Barre Center for Buddhist Studies offers residential and online courses combining study, discussion, and meditation for connecting sangha, supporting curiosity, and expanding and deepening personal practice.
Because the majority of BCBS offerings are held only partly in silence, teachers and students have the opportunity to connect over meals, in small groups, and around the grounds.
All are welcome. No specific study or practice experience is required for the vast majority of our courses.
BCBS was founded in 1991 by Joseph Goldstein and Sharon Salzberg and is located just through the woods and down the hill from Insight Meditation Society (IMS).
Barre Center for Buddhist Studies is a non-profit educational organization dedicated to exploring Buddhist thought and practice as a living tradition, faithful to its origins, yet adaptable to the current world. The center provides a bridge between study and practice, between scholarly understanding and meditative insight. It encourages engagement with the tradition in a spirit of genuine inquiry.
BCBS offers a variety of courses, workshops, retreats, and self-study programs to further research, study, and practice. Our programming is rooted in the classical Buddhist tradition of the earliest teachings and practices, but calls for dialogue with other schools of Buddhism and with other academic fields. All courses support both silent meditation practice and conscious investigation of the teachings.
DIVERSITY, EQUITY, AND INCLUSION
The Barre Center for Buddhist Studies acknowledges that many people face barriers to participating in our work due to biases and social structures based on race, class, gender identity, ethnicity, sexual orientation, age, ability, religion and other factors.
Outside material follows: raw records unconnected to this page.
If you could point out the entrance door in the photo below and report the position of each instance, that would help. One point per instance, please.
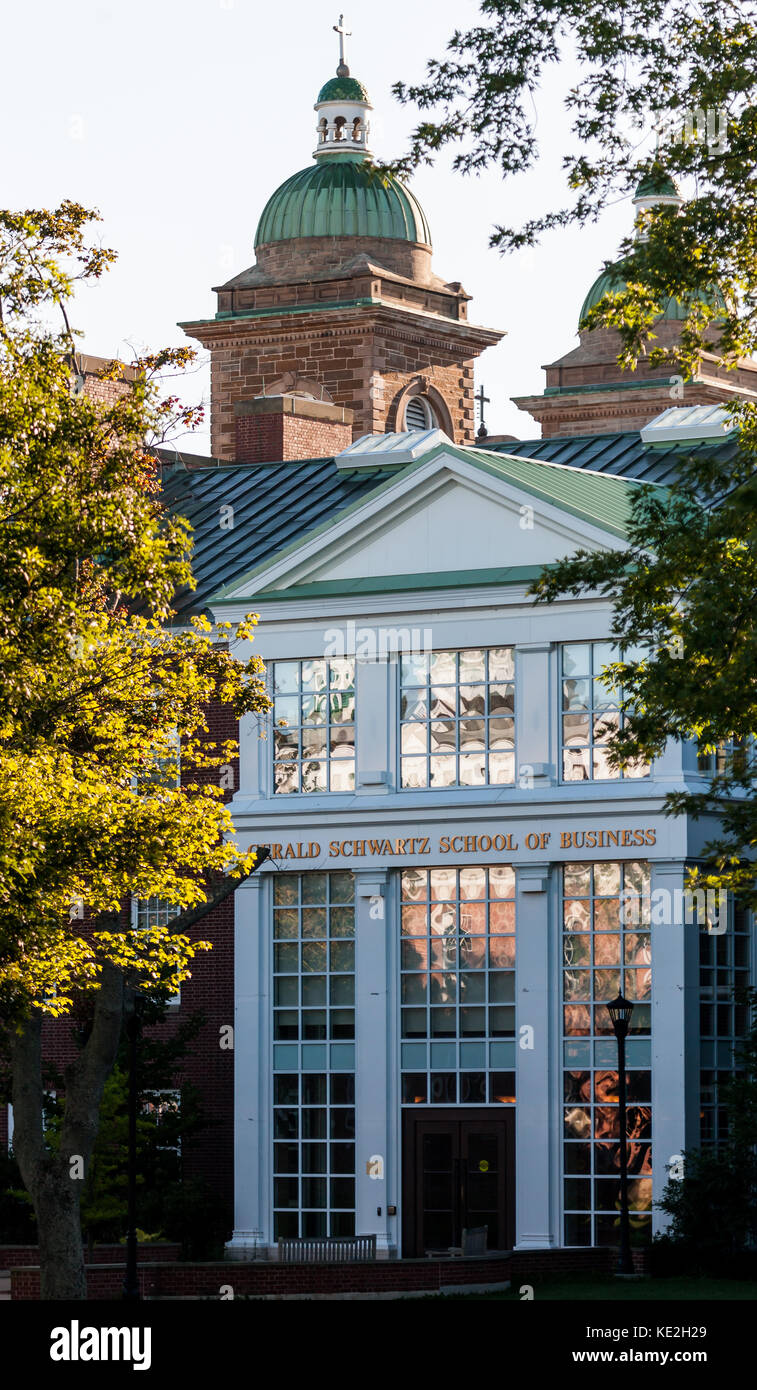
(457, 1173)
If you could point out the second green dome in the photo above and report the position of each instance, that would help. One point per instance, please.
(610, 282)
(338, 196)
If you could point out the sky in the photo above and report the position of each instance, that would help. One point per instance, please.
(178, 118)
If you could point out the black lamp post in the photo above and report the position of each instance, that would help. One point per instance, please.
(131, 1279)
(620, 1014)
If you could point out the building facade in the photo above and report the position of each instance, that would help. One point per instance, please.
(457, 880)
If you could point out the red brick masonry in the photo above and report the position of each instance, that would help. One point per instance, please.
(270, 1278)
(14, 1257)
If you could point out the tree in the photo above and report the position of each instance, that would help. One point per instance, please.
(97, 681)
(684, 590)
(713, 1207)
(668, 82)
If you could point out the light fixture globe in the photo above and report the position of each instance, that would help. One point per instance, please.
(620, 1011)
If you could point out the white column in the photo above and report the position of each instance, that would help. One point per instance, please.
(674, 1030)
(538, 1102)
(252, 1072)
(374, 1176)
(372, 724)
(534, 706)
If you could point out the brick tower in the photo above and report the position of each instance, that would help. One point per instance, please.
(588, 392)
(340, 327)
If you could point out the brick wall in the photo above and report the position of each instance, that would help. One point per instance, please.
(363, 363)
(277, 428)
(271, 1278)
(17, 1257)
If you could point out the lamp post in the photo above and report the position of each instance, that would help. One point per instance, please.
(620, 1014)
(131, 1279)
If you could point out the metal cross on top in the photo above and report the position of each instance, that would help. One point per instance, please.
(482, 401)
(343, 35)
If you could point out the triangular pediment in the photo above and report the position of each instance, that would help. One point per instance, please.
(441, 516)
Thus, in accord with Buddhist teachings as we understand them, BCBS takes a proactive approach to diversity, equity, and inclusion (DEI) and is engaged in ongoing initiatives to promote these three values throughout our work.
A Buddhist community by tradition consists of four assemblies, which are male and female, monastic and lay. Yet, among the different lineages of Buddhism present in the modern day, often one of these four assemblies is no longer in existence. The reason is a lack of fully ordained female monastics. These are only found in the Dharmaguptaka Vinaya traditions of China, Korea, Japan and Vietnam. In the Tibetan tradition, following the Mulasarvastivada Vinaya, an order of fully ordained female monastics has never come into existence. In the Theravada tradition, such an order has ceased to exist during a period of political turmoil in the early 11th century in Sri Lanka. At present, in both of these traditions efforts are under way to revive or create new orders of fully ordained female monastics. In Sri Lanka the revival is well under way since ordinations undertaken in 1998, which have also spread to Thailand. In the Tibetan tradition the Karmapa has recently taken significant steps meant to lead to the creation of an order of fully ordained female monastics in Tibetan Buddhism. In America, these different ordination traditions are adapting to new conditions to create possibilities and opportunities for female ordination.
In recognition of the importance of according equal opportunities for women and the need to avoid any type of discrimination, BCBS supports the full ordination of women, their training and education, and their ongoing work as teachers.